In December 2016, massive DDoS attack took down the DNS service provider Dyn in the US. On 12th May 2017, yet again computers in more than 150 countries were hit by mass cyberattack. This time, exploiting a Windows networking protocol to spread within networks, and demanding ransom. According to Europol – the European law enforcement agency, 200,000 computers have been affected.
WannaCry ransomware locks access to user files and demands payment of $300 (275 euros) in the virtual currency Bitcoin to release control of the files. If the payment is not given in three days, the price is doubled, and if none is received within seven days, the screen message threatens to delete the files.
While the most vulnerable were the ones who had not updated their Windows PC in the recent past. The hackers remain anonymous for now. Gratefully, a young security researcher in the U.K. discovered a “kill-switch” very soon curtailing further spread of the attack. According to sources, the ransomware just made over $50,000.

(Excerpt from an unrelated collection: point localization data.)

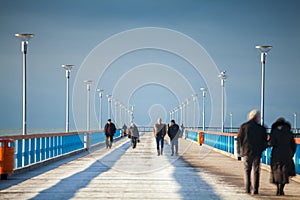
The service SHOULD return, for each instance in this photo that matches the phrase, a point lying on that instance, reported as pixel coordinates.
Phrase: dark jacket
(110, 130)
(283, 149)
(252, 138)
(173, 131)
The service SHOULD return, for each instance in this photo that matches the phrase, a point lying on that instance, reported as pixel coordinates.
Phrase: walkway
(125, 173)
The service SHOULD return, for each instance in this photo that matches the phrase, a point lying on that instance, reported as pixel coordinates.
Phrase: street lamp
(88, 88)
(203, 107)
(223, 76)
(264, 50)
(68, 72)
(24, 42)
(100, 91)
(295, 122)
(230, 121)
(116, 107)
(186, 112)
(176, 114)
(109, 106)
(181, 114)
(194, 99)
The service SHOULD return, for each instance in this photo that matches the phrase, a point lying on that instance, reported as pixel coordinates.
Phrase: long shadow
(191, 185)
(18, 178)
(66, 188)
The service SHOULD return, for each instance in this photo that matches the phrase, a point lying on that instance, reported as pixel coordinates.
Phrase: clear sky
(67, 31)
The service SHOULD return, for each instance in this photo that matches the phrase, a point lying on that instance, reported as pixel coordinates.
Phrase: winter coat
(252, 138)
(283, 149)
(134, 132)
(173, 131)
(110, 130)
(160, 130)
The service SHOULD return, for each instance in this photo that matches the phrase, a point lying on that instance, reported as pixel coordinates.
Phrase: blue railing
(31, 149)
(226, 142)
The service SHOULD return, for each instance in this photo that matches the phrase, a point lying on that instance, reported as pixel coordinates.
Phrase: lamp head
(263, 49)
(67, 67)
(24, 36)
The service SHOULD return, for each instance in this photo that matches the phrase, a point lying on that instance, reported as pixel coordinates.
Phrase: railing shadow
(67, 188)
(191, 184)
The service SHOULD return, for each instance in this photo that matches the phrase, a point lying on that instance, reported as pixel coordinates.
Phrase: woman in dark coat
(284, 148)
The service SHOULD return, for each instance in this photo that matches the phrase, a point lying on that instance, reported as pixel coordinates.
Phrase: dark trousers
(159, 139)
(251, 163)
(109, 141)
(133, 141)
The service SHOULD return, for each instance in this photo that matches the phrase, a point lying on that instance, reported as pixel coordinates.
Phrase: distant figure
(174, 133)
(284, 148)
(159, 134)
(252, 138)
(109, 130)
(135, 135)
(124, 129)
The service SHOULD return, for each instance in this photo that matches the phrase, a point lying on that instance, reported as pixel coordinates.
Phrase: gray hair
(253, 114)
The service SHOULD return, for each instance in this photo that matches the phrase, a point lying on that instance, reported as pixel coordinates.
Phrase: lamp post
(132, 111)
(24, 42)
(181, 114)
(264, 50)
(100, 91)
(186, 112)
(109, 106)
(295, 122)
(222, 76)
(230, 121)
(176, 114)
(88, 103)
(68, 72)
(203, 107)
(116, 107)
(194, 99)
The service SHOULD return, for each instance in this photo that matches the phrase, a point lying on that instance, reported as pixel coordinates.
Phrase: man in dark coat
(173, 133)
(284, 148)
(252, 140)
(159, 134)
(109, 130)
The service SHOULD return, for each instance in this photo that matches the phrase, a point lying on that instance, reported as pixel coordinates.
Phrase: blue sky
(67, 31)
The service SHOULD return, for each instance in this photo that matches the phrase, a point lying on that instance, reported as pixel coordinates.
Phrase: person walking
(109, 130)
(135, 135)
(252, 140)
(174, 133)
(159, 134)
(283, 149)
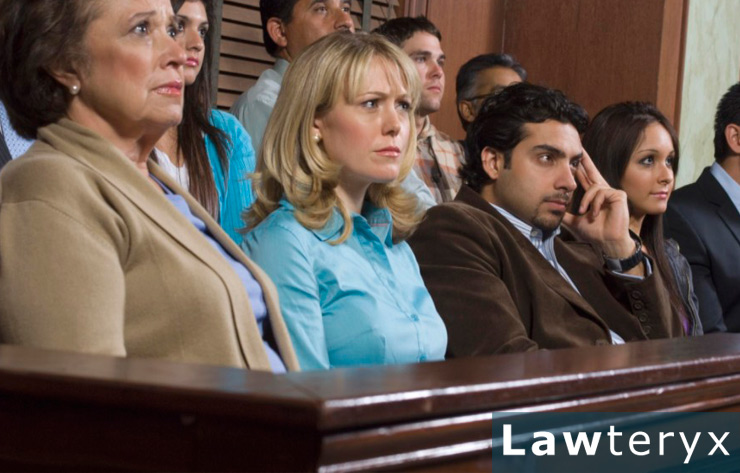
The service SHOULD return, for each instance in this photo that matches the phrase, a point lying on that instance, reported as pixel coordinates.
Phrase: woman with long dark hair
(636, 149)
(210, 152)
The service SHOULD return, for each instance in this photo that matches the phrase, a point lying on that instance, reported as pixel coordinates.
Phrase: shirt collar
(530, 232)
(728, 183)
(378, 220)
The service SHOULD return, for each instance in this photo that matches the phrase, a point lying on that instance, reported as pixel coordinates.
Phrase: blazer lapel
(726, 208)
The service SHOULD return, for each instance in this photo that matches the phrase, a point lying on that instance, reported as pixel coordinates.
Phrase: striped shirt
(546, 247)
(438, 159)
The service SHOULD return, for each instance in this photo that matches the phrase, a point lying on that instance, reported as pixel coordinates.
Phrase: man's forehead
(422, 42)
(552, 133)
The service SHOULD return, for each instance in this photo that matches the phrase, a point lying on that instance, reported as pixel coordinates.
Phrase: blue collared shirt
(16, 143)
(728, 184)
(357, 303)
(546, 247)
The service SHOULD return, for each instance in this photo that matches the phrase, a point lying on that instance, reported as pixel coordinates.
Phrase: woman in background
(209, 152)
(636, 149)
(330, 218)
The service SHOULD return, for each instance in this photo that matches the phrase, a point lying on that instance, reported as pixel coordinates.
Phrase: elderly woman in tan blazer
(100, 252)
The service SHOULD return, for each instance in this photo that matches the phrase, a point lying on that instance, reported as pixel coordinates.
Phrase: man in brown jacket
(503, 273)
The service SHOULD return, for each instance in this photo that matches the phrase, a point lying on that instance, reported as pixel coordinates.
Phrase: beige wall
(712, 65)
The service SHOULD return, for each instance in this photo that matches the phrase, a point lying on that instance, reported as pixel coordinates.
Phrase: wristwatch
(625, 264)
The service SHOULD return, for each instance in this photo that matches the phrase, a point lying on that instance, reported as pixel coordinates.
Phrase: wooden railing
(71, 412)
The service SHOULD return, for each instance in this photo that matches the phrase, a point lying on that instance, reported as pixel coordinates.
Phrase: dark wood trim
(416, 7)
(672, 45)
(681, 64)
(65, 411)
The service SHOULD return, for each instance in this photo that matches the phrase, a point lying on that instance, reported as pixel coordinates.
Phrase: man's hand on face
(603, 216)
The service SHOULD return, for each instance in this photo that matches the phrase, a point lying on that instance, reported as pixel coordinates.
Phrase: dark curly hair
(36, 37)
(728, 113)
(500, 124)
(398, 30)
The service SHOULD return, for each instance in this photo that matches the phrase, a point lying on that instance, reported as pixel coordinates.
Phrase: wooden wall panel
(466, 32)
(600, 51)
(242, 56)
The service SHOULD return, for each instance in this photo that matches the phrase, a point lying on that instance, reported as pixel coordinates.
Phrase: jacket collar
(716, 194)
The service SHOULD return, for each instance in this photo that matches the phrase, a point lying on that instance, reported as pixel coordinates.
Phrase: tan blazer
(95, 259)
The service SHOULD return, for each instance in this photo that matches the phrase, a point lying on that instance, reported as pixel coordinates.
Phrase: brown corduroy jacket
(498, 294)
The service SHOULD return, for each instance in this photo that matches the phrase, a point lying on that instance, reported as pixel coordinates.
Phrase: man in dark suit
(704, 218)
(503, 273)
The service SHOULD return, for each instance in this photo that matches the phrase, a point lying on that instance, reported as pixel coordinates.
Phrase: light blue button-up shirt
(357, 303)
(17, 145)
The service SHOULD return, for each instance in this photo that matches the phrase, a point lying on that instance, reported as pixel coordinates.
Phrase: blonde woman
(330, 218)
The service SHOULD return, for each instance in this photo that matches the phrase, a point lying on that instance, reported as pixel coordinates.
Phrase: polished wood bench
(71, 412)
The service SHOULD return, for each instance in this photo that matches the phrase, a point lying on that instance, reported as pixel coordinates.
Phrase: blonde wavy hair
(292, 165)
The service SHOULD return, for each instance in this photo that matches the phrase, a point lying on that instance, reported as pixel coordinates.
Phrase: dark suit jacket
(497, 293)
(705, 223)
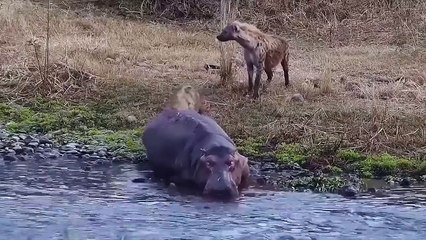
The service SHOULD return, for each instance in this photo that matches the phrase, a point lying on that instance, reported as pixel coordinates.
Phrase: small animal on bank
(192, 150)
(188, 97)
(261, 50)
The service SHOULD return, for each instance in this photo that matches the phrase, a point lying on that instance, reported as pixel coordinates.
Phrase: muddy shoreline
(265, 173)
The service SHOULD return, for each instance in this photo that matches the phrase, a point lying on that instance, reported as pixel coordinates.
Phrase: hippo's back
(171, 132)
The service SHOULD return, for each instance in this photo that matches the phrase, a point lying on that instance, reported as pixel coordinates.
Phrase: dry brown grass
(373, 97)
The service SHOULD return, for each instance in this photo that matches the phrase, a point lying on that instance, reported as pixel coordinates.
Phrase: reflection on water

Some of the popular victims of ransomware include, US package delivery company FedEx, Britain, the Spanish telecoms giant Telefonica, the United Kingdom’s National Health Service, French carmaker Renault, Nissan, the German rail operator Deutsche Bahn. Russia’s interior ministry, their central bank and the railways.
What’s the solution?
As an urgent step, Microsoft released a patch for computers running older operating systems including Windows XP, Android Jelly Bean, Windows 7 and Windows Server 2003. A long lasting fix would be to rebuild a stronger hardware system, and update to avoid large disconnect between software upgrades and hardware release cycles.